PostgreSQL Family Tree Application Practices - Graph Relation Storage and Search

Background

In a recent episode of the Super Brain (The Brain) show, a contestant from Google showed a system built when working for Google and displayed relationships among figures during the Three Kingdoms period. This is a typical graph application scenario.

PostgreSQL is perfect for these scenarios due to its various SQL interfaces and excellent performance.

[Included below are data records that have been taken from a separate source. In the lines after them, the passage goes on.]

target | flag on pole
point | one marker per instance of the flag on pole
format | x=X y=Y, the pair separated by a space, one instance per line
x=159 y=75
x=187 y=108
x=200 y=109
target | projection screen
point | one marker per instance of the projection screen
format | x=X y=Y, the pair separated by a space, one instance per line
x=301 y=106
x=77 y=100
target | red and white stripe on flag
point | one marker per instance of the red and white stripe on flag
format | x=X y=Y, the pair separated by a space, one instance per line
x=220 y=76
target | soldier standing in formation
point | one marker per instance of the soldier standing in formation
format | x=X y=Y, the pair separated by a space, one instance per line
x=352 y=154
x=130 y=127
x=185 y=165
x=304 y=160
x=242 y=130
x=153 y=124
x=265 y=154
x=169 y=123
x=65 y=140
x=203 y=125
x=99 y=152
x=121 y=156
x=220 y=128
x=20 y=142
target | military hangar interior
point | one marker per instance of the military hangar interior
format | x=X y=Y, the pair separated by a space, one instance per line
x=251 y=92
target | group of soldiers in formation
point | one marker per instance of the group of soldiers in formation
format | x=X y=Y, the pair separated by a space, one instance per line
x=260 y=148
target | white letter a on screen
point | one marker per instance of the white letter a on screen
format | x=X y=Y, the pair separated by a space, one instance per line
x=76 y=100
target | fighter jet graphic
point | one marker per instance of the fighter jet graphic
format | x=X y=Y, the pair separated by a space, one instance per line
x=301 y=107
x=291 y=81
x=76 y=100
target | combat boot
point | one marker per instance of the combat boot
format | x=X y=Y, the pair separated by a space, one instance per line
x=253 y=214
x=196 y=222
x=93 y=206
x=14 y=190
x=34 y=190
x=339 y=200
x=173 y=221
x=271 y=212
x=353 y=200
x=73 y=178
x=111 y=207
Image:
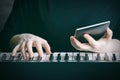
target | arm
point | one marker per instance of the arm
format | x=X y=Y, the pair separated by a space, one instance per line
x=25 y=42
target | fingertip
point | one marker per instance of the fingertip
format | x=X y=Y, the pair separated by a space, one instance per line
x=85 y=35
x=72 y=38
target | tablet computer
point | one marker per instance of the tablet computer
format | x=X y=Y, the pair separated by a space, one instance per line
x=95 y=30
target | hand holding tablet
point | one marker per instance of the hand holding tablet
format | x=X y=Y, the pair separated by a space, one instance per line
x=96 y=31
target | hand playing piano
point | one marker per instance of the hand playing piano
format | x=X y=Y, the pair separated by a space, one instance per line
x=25 y=42
x=105 y=44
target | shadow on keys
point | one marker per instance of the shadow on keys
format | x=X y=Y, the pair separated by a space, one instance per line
x=61 y=66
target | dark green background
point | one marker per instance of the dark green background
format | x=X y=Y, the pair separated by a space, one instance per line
x=56 y=20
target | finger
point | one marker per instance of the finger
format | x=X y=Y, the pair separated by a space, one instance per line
x=90 y=40
x=109 y=33
x=39 y=49
x=29 y=47
x=15 y=50
x=78 y=45
x=46 y=47
x=23 y=51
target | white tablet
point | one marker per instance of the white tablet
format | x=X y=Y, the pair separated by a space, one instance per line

Similar to the preceding scenario, this document from one of the community member explains how to store family relationships and quickly extract N-tier information. This is similar to the article on social user relationships and risk control enterprise relationships that we wrote about before.

Design Table Structure

1. Create a personal information table that describes personal details such as year and month of birth, address, and city. Because not all personal information can be listed, JSON can be used to show information that is not mentioned. This is very useful.

create table tbl_p_detail  -- Personal information  
(  
  id int primary key,    -- Family member ID  
  info jsonb,            -- Family member description  
  crt_time timestamp     -- Creation time  
);

2. Create a relationship metadata table that stores relationships such as father, mother, husband, wife, son, daughter, adopted daughter, stepfather, godfather, and goddaughter.

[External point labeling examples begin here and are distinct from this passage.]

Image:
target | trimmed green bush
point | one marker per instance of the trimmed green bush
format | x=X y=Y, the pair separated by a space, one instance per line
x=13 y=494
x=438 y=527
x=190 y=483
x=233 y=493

create table tbl_er_desc  -- Relationship description  
(  
  id int2 primary key,    -- Relationship ID  
  info text  -- Description  
);

3. Create a relationship table. In this example, we use two-way redundant storage to ensure the query accuracy (or simplify query statements). For example, store information about a father and a son as two entries.

create table tbl_er     -- What is the family role of ID1 to ID2      
(  
  c1 int references tbl_p_detail(id),    
  c2 int references tbl_p_detail(id),    
  prop int2[],             -- Multiple relationships may exist. Therefore, we use array storage. This is an edge. Of course, we can also use JSON to store edges. For more information, refer to another article that I have written.   
  crt_time timestamp,  
  check (c1<>c2),  
  unique (c1,c2)  
  -- FOREIGN KEY (EACH ELEMENT OF prop) REFERENCES tbl_er_desc(id)  -- Array foreign key, which is supported for PostgreSQL 11. The performance is good  
);

4. Create indexes to implement acceleration

create index idx_tbl_er_c1 on tbl_er(c1);  
create index idx_tbl_er_c2 on tbl_er(c2);

5. Write some data into the tables

insert into tbl_p_detail select generate_series(1,10000);  
insert into tbl_er values (1,2,array[10],now());  -- For example, 1 is the father of 2  
insert into tbl_er values (2,1,array[9],now());   -- For example, 2 is the daughter of 1  
  
insert into tbl_er values (1,3,array[10],now());  -- For example, 1 is the father of 3  
insert into tbl_er values (3,1,array[9],now());   -- For example, 3 is the daughter of 1  
  
insert into tbl_er values (5,2,array[11],now());  -- For example, 5 is the mother of 2  
insert into tbl_er values (2,5,array[9],now());   -- For example, 2 is the daughter of 5  
  
insert into tbl_er values (5,3,array[11],now());  -- For example, 5 is the mother of 3  
insert into tbl_er values (3,5,array[9],now());   -- For example, 3 is the daughter of 5  
  
  
insert into tbl_er values (4,1,array[10],now());  -- For example, 4 is the father of 1  
insert into tbl_er values (1,4,array[8],now());   -- For example, 1 is the son of 4  
  
insert into tbl_er values (6,5,array[10],now());  -- For example, 6 is the father of 5  
insert into tbl_er values (5,6,array[9],now());   -- For example, 5 is the daughter of 6  
  
insert into tbl_er values (7,1,array[11],now());  -- For example, 7 is the mother of 1  
insert into tbl_er values (1,7,array[8],now());   -- For example, 1 is the son of 7  
  
insert into tbl_er values (8,5,array[11],now());  -- For example, 8 is the mother of 5  
insert into tbl_er values (5,8,array[9],now());   -- For example, 5 is the daughter of 8

Define Search Functions

1. Search for a family member's N-tier relationship data and specify the limit on the records per tier. (Generally the volume of family data is not very large. Therefore we can simply limit the tier. It does not even matter if all results for each tier are returned.)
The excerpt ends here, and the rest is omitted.